The Consortium for Bolgheri DOC and Bolgheri Sassicaia DOC wines has succeeded in stopping Domaine Boyar from registering the “Bolgarè” brand with the European trademark office.

Bulgarian company Domaine Boyar had attempted to register the name “Bolgarè” for its wines in 2017, but representatives from the Bolgheri appellation (located on the Tuscan coast, south of Livorno) argued that evoking the name of the Italian DOC was a serious infringement.

The decision to favour the Italians was finally reached on 21 March 2022, and made public this week.

Thwarted producer Domaine Boyar explains on its website that “Bolgarè” was the Thracian term for Bulgarians when the Thracians historically settled on what would eventually become Bulgaria.

“The choice of name was made to leave no doubt of its origin,” the winery states. Boyar’s wines blend indigenous and non-indigenous varieties, such as Melnik and Pinot Noir, though they also sell single varietal wines under the Bolgarè label.
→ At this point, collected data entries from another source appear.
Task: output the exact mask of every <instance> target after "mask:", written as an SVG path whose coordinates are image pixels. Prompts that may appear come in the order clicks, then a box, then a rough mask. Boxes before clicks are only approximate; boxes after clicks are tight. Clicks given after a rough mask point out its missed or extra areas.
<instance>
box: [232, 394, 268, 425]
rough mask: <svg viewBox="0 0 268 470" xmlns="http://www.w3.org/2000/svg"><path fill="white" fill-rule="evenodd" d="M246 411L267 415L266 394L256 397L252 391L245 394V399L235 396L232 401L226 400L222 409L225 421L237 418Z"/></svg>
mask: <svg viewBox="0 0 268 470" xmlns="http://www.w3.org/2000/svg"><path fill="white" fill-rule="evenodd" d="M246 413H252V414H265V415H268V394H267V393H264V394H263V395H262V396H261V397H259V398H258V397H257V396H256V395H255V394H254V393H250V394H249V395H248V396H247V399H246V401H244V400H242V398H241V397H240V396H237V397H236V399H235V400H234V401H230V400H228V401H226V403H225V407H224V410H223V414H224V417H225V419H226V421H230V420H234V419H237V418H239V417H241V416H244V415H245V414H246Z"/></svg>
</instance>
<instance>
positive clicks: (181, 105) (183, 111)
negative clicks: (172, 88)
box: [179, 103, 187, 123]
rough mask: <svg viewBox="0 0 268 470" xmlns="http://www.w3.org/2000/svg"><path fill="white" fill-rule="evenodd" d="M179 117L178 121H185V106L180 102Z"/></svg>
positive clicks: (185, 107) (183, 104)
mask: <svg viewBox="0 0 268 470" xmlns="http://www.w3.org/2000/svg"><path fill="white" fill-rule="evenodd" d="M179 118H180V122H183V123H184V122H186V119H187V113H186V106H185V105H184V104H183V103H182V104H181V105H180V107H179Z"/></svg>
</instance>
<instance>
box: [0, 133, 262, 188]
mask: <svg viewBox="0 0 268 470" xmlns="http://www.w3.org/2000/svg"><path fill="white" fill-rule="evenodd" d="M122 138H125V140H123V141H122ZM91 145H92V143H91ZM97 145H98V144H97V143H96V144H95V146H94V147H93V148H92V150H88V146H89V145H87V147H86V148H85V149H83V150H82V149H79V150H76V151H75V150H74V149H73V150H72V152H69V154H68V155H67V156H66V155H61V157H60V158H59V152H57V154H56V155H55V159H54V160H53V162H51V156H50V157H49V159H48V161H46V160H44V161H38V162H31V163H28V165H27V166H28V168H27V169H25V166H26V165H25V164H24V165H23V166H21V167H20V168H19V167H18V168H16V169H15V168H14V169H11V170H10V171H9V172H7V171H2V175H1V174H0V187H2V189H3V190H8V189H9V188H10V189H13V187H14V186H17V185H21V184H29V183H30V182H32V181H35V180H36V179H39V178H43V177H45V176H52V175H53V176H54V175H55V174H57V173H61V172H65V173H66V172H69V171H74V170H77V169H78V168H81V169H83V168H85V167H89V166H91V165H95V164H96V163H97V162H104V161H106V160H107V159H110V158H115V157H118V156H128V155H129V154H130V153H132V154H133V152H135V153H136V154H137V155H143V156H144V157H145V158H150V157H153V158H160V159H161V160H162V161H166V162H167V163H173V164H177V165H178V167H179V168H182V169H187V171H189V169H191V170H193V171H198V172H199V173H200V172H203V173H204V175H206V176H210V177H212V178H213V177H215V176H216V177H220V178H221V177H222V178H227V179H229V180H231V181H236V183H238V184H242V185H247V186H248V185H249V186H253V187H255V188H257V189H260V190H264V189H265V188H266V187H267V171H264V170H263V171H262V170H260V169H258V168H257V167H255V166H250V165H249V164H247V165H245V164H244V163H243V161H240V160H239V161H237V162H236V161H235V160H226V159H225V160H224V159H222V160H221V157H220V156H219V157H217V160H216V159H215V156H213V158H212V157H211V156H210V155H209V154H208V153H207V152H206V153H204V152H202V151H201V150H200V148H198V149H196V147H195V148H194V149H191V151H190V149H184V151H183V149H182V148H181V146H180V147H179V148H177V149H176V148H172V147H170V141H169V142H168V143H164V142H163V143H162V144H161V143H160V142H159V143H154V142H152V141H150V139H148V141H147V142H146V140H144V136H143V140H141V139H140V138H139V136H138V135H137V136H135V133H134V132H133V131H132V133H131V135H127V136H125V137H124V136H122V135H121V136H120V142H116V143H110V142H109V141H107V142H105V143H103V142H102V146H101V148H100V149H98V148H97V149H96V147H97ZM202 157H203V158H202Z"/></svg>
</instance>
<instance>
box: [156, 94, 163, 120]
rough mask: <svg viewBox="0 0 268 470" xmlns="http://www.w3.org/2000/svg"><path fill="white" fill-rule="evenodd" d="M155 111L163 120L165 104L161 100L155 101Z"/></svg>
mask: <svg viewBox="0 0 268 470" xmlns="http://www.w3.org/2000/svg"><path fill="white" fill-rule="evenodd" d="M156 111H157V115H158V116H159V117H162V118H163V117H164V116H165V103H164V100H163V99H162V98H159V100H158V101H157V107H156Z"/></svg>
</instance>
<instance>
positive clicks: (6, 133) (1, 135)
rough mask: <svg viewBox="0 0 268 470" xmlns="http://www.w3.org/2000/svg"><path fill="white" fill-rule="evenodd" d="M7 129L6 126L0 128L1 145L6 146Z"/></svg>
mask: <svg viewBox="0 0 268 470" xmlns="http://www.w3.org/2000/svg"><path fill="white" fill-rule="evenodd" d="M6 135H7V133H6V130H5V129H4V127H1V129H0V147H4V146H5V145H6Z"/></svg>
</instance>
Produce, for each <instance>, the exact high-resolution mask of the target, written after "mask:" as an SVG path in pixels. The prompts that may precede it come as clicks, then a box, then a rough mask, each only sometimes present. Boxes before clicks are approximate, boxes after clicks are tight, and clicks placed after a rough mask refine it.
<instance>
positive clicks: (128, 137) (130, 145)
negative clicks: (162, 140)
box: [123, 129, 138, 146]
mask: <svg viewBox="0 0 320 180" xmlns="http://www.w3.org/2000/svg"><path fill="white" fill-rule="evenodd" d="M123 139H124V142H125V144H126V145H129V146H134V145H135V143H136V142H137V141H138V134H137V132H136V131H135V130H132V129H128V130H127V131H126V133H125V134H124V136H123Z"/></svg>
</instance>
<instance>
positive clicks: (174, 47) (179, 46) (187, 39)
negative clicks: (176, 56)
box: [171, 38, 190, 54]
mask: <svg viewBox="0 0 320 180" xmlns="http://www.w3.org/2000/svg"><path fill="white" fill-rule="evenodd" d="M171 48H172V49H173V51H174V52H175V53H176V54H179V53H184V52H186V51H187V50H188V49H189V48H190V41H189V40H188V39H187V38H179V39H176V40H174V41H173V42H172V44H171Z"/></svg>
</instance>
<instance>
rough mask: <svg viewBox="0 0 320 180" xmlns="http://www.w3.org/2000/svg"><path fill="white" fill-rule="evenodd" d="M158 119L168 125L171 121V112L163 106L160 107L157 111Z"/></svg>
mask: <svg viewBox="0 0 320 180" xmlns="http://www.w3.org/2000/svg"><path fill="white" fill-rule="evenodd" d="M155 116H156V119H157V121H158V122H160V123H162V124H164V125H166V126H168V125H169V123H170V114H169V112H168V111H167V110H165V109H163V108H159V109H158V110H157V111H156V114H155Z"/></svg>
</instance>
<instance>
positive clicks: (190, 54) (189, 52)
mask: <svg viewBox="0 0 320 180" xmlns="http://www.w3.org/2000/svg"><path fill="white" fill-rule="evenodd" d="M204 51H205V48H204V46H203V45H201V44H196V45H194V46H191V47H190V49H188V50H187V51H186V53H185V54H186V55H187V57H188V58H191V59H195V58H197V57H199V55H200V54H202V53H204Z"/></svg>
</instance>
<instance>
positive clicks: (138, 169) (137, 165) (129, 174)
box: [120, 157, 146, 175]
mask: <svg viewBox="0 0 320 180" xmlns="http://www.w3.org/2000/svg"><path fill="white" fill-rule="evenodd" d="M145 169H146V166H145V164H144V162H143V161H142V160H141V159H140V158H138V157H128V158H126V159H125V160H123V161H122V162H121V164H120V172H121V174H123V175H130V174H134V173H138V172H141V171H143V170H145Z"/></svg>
By contrast, the Bolgheri region rose to fame as the cradle of the “Super Tuscans”, with producers such as Ornellaia making wines in the Bordeaux-style. Bolgheri was designated as a DOC in 1983 and in 2013, after decades of being recognised as a subzone, Bolgheri Sassicaia DOC was deemed a separate appellation.

Paolo De Castro, chair of the European Parliament’s Committee on Agricultural and Rural Development, and Simona Bonafè, a member of the parliament, argued that it was a critical victory for the European protection system.

They went on to call Bolgarè’s efforts “a clear attempt at commercial usurpation”, adding that the Bolgarè brand is “clearly evocative of Bolgheri DOC, but has nothing to do with wines that are considered among the best in the world”.

Gian Marco Centinaio, former Italian state secretary for Agriculture celebrated the verdict. According to Italian publication Wine News, he described the attempt to trademark Bolgarè as representing “a threat not only to Italian products, but to the entire European system of denominations… the strong similarity of the two names was highlighted with the consequent risk for the consumer to mistakenly associate the Italian denomination with the Bulgarian brand.”

This is not the first time tensions have flared between Italian and Balkan winemakers over naming rights – Croatian Prošek wine was accused of capitalising on the international success of Prosecco.